YouTube’s “tackle hate” article release
On June 5th, 2019, YouTube revealed a set of three updates to their platform made to “tackle hate.” In addition, they reminded the public that in order to protect the YouTube community from harmful content, they had four pillars of work to do. removing violative content, reducing the spread of borderline content, raising up authoritative content, and rewarding trusted creators.
Borderline content is content that does not clearly violate YouTube’s policies, but edges up close to violations all the same. As YouTube put it: “In addition to removing videos that violate our policies, we also want to reduce the spread of content that comes right up to the line.”
If someone were to read Google’s curiously well-timed release about YouTube’s aim to “tackle hate” they might say, good, YouTube is doing things right! But take note of what’s been happening this week with YouTube in response to the harassment of LGBTQ YouTube creators, and the timing of the YouTube “tackle hate” post seems too good to be true.
LGBTQ hate speech on YouTube
Below you’ll find a key post by Maza, in which we’s compiled clips from the YouTube channel made by Steven Crowder. In these clips it would certainly appear that Crowder does more than what YouTube suggests “comes right up to the line.”

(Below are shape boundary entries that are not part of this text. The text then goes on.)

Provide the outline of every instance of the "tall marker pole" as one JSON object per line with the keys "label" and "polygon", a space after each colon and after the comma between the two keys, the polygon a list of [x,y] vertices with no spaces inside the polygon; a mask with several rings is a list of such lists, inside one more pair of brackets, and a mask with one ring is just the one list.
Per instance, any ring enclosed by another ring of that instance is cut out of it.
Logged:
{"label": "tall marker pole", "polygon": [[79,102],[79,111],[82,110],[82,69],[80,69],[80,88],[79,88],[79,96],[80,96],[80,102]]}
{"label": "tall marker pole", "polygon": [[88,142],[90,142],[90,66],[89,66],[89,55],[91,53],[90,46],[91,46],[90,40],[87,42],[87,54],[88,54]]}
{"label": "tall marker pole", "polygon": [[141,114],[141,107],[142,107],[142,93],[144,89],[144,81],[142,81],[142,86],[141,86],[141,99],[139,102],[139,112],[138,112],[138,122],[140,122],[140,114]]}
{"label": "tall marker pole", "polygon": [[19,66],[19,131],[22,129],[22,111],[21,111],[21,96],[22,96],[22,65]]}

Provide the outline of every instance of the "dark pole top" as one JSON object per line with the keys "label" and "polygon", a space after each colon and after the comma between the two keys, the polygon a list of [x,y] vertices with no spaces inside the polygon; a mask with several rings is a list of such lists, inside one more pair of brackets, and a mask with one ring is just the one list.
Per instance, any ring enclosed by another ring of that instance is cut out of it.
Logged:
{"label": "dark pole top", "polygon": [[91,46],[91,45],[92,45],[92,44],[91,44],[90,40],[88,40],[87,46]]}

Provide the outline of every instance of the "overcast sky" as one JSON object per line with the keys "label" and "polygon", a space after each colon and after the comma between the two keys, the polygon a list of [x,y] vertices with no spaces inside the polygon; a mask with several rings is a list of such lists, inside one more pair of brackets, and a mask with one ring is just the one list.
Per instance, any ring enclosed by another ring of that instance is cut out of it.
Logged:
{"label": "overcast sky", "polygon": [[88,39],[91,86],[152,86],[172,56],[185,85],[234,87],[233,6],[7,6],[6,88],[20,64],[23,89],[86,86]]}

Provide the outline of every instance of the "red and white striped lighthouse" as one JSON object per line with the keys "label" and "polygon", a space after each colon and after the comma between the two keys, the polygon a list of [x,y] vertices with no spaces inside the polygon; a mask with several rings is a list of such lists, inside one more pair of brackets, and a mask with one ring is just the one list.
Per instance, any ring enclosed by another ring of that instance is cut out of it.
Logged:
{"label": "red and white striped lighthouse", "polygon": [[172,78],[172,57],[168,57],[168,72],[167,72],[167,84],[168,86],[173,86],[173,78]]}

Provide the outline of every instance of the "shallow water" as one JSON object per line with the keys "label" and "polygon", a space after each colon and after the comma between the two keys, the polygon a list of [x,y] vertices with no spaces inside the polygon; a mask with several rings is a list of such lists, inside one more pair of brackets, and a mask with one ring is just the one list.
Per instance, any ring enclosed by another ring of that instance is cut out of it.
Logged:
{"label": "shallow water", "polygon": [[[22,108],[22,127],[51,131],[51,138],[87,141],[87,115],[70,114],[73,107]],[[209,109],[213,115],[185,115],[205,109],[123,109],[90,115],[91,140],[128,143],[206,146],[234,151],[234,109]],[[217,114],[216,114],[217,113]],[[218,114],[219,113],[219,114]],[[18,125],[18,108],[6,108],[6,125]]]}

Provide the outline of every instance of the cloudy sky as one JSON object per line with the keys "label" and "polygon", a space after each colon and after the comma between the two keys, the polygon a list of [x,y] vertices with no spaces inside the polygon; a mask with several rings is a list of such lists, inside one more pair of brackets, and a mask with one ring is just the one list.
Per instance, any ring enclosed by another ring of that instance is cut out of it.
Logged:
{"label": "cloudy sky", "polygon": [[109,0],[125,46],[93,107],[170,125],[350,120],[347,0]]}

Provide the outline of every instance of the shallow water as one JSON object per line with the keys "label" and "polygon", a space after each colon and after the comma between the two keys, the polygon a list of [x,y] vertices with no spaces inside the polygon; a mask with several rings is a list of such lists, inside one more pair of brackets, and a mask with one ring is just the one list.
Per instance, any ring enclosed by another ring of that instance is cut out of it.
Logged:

Yesterday YouTube suggested that videos by Crowder did not constitute action on behalf of their policies. They suggested that Crowder was “focused primarily on debating,” so did not violate said policies.
Fast forward to earlier today June 5th, and not a lot’s changed. In fact, harassment of Maza’s gotten worse. This afternoon, the YouTube official “tackle hate” article was released.
But wait, you might be saying, isn’t this a good thing? It could be that YouTube’s update to guidelines in its “tackle hate” article mean the issue described above will be handled differently? Not really.
Wrap up (for now)
It’s been claimed that YouTube’s “tackle hate” update to policies will result in the removal of massive amounts of hate-related channels in the imminent future. Cross your fingers its true, but until I see it, I won’t believe it.
Tackling channels like Crowder’s is seen by his supporters as an attack on free speech. In reality, channels like Crowder’s do not protect free speech, they exploit it. Creators like Crowder shouldn’t be stopped – they do indeed have the right to free speech (however you’d like to interpret that) so long as they do not specifically aim to harm any person or group of people* – but they shouldn’t be allowed to cash in.
*This isn’t actually the case with Crowder, as you’ll see in several examples above. Once a person crosses the line into targeted hate speech and harassment, the free speech right is violated. I cannot yell FIRE in a crowded theater without consequences just because I think it’s covered by my right to free speech.
YouTube continues to allow their own rules to be broken by allowing hate speech and harassment to go unpunished. YouTube has the right to enforce its own rules, and should not send advertising dollars to content creators who break said rules, full stop.